Her eyes snapped back open.
John nodded. "He thinks you're done with him. He went to the service, but he snuck in and out. He's blaming himself, Molly, and he's sure you didn't want him there."
"I always want him," she said, her voice shaking. Her hands clenched in her lap, trying to hold on to a modicum of composure. "Can I fix this?"
John's eyes were full of empathy, his brows furrowed. But his lips curved slightly in a hint of a smile. "Yes, I think you can."
She walked up the stairs to his flat, each step a thud of nerves and shame in the pit of her belly. Though she'd left her own flat only minutes after John, she'd moved slowly and now nearly an hour had passed. She couldn't get over her fear that John was wrong; that she was about to say goodbye to Sherlock for the last time.
As she reached the first floor, she could make out the sound of movement from the kitchen. She came to a stop in the doorway, looking at his proud profile. He looked no different, really. He wore his usual, tailored trousers and a white dress shirt, its sleeves rolled up his forearms. It could have been any visit on any day. He stared out of the window above the sink, not possibly seeing anything in the night's dark.
But as he methodically washed his hands, he held himself stiffly; she could see the tension in the muscles along his spine and shoulders. He shut the tap off with a snap and grabbed a nearby towel, running it over and over his hands. She could see his skin reddening more with each pass of the dishrag.
He kept his head bent to his task, but she knew he was aware of her, though he said nothing.
She needed to speak. If only she could convince her foolish lips to move. After several moments, she barely succeeded. "I'm sorry," she whispered.
Sherlock finally dropped the towel into the basin of the sink and slowly turned. He stared at her, his hands dropping to his sides. In the dim light of the single kitchen bulb, his eyes were dark and shadowed.
Hot tears began dripping down her face as she said again, "I'm sorry." Like a dam cracking and then breaking, the tears fell harder and she cried with all of her grief and heartbreak. She cupped her hands over her face, trying to hide from him even as she tightened all of her muscles and rocked back and forth in a weak attempt to comfort herself. "I'm so sorry. I'm sorry. I'm sorry, Sherlock."
When she realized he'd moved to stand directly in front of her, she dropped her hands and forced her eyes open, though they were already swollen and burning from her tears. He looked at her with his usual, unreadable expression, his eyes scanning her rapidly, though what he was looking for, she couldn't say.
But then, oh but then, he lifted his hands hesitantly to her. She almost couldn't feel the pads of his fingertips as they brushed along the knit of her jumper, up the length of her arms and then around until his palms cupped the rounded points of her shoulder blades. He moved so slowly and carefully, but she pushed herself forward, encouraging him to tighten his hold and draw her to him.

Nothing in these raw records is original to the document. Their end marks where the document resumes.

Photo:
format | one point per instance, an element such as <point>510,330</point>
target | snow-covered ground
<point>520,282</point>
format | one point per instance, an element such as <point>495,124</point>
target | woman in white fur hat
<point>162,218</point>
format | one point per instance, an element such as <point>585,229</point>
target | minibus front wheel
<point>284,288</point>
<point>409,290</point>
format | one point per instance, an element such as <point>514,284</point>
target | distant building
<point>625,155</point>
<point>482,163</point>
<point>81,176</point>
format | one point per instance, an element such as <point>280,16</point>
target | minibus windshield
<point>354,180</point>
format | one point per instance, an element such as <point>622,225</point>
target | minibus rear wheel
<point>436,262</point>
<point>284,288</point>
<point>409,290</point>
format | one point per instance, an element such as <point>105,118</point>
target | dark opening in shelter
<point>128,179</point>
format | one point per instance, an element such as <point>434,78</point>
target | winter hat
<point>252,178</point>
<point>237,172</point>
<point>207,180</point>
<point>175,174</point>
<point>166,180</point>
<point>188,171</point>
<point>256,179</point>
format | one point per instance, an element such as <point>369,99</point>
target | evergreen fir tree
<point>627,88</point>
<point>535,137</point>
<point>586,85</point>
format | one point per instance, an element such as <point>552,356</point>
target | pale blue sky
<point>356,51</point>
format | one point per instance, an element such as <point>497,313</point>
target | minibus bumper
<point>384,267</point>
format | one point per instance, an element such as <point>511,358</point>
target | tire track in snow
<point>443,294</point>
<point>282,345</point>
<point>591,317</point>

She gripped the material of his shirt at the small of his back tightly, the pressure of her bones against the skin at her knuckles nearly painful. Her tears quickly branded a large wet patch on his shoulder, where she'd pressed her face.
They stood there, not moving any further, until he dipped his head, stopping when his cheek was pressed to hers, made hot and wet with tears. He didn't speak a word, and then he turned his head slightly. His lips, though not pursed in a kiss, pressed to her cheek, where they remained, the heat of him warming her.
"Forgive me," she whispered, shuddering.
His arms only tightened around her more.